Stephen Lushington | |
---|---|
Born | 14 January 1782 South Hill Park, Berkshire |
Died | 19 January 1873 91) Ockham Park, Surrey | (aged
Resting place | Ockham, Surrey |
Nationality | English |
Education | Christ Church, Oxford, Inner Temple |
Occupation | judge |
Known for | Slavery abolitionist |
Early life and education
Lushington was the second son of Sir Stephen Lushington, 1st Baronet (1744–1807), a member of parliament and Chairman of the British East India Company. He was educated at Eton College and Christ Church, Oxford, where he matriculated in 1797 at age 15.[1] He was then elected a fellow of All Souls in 1802.[2]
An amateur who made three known appearances in first-class cricket matches in 1799, Lushington was mainly associated with Surrey.[3]
In politics
In 1806, Lushington entered Parliament as Whig member for Great Yarmouth, and spoke in the Commons in favour of the bill to abolish the slave trade in February 1807.[2]

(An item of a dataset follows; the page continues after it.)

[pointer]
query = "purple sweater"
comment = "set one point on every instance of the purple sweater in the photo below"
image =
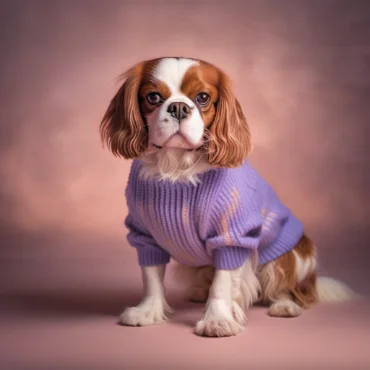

Re-elected in 1808, Lushington lost the confidence of his patron Harbord Harbord, 1st Baron Suffield. He was a supporter of Catholic emancipation, at the time an unpopular cause. A few months into the new session, he resigned his seat.[4] It came after the defeat of a motion he had proposed to castigate the behaviour of Sir Home Popham.
Lushington in 1818 supported a bill intended to regulate climbing boys.[5] He returned to Parliament as the MP for Ilchester in 1820, and subsequently also represented Tregony, Winchelsea and Tower Hamlets.[2] An account of one of his speeches published in 1828 in the Mirror of Parliament involved Lushington in a libel case, for which John Dickens and John Henry Barrow, the father and uncle of Charles Dickens, were respectively witness and defendant.[6]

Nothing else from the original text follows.